The other way I’ve thought about this, which is not so much about objects, is to think about how emotional expressions are used in the Bible. To give you one example, in the Bible, with remarkably few exceptions, men love women but women are never said to love men. Women can love their children. God is said to love Israel, but Israel is actually never explicitly said to love God. And I suspect that the reason for all of this is that, whereas we think of love as [a] very mutual relationship, and a relationship between equals, and one that is mutually expressed between two loving partners, they thought of love hierarchically, as superiors love inferiors.

It seems like concepts of demons are pretty widely held in ancient religions. Do you have any thoughts on why that’s the case?

I think some of these are perfectly logical. They do not have the repertoire of answers for explaining why bad things happen. Why do I have this horrible cold? Well, I can explain that I teach in a college community where students live in residence halls that are simply incubators of germs, and then they come into my office, and they generously and graciously share their germs with me, and I get this horrible cold. But the ancients don’t have germ theory, they don’t have that kind of explanation, so they have to resort to different kinds of explanations to explain why bad things happen. Demons is a very common one. Why is someone ill? Why are there sudden and unexplained deaths? In the ancient world, giving birth was an incredibly dangerous proposition for women. As many as one in two children may have died in childbirth or shortly afterwards. It was a dramatically perceived danger that your newborn child is going to be snatched away, and they, almost without exception, described that as snatched away by a demon.

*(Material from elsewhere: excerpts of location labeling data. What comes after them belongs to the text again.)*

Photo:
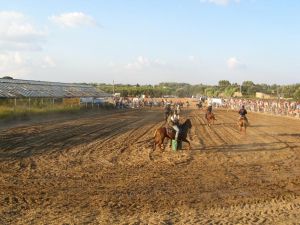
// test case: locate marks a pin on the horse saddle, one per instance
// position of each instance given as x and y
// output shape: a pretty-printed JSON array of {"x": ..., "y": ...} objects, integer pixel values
[{"x": 171, "y": 131}]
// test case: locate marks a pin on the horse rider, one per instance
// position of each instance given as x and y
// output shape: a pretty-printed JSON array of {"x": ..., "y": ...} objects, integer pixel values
[
  {"x": 208, "y": 110},
  {"x": 177, "y": 108},
  {"x": 167, "y": 110},
  {"x": 174, "y": 122},
  {"x": 243, "y": 113}
]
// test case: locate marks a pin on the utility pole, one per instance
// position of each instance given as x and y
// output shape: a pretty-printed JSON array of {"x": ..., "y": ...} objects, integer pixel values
[{"x": 114, "y": 87}]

Do you think that this concept of demons has in any way influenced Judaism?

Sure. One of the places we most commonly see it is if we read the stories of one of the world’s most famous Jews, Jesus. Jesus is constantly excising demons from people who come to him begging to be healed. There’s very clearly a widespread belief in Jesus’ world that you’re inflicted with demons.

But I’ll tell you one that interests me that comes down into the modern period: If you go to a Jewish wedding, the very last event of a Jewish wedding is that the groom takes a wine glass and stomps it under his foot. It’s a great moment in the wedding, since it signals that that’s the end of the wedding and everyone applauds. If you ask the rabbi who’s officiating at the wedding, he’ll tell you that it’s because even though weddings are really joyful occasions, we want to remember some of the sad events of Jewish history, especially the destruction of the great Jewish temple that once stood in Jerusalem. Smashing the wine glass is a way of reminding ourselves of the sorrows of our past, even in the moment of our greatest happiness. It’s all very sweet, it’s very hokey — it’s just wrong. If you go back and look at medieval traditions where they write about smashing this glass, which they did, it’s because demons are greatly attracted to occasions of happiness. Demons hate human happiness. So demons want to come screw up human happiness and show up in abundance at weddings because it’s a very happy moment for human beings. So how do you get rid of demons? Again, demons are scared of sudden loud noises, so if you smash a glass, the demon will flee. But to me it’s fascinating that that tradition carries down into modern Judaism without really anybody in the community understanding what the roots of that tradition are.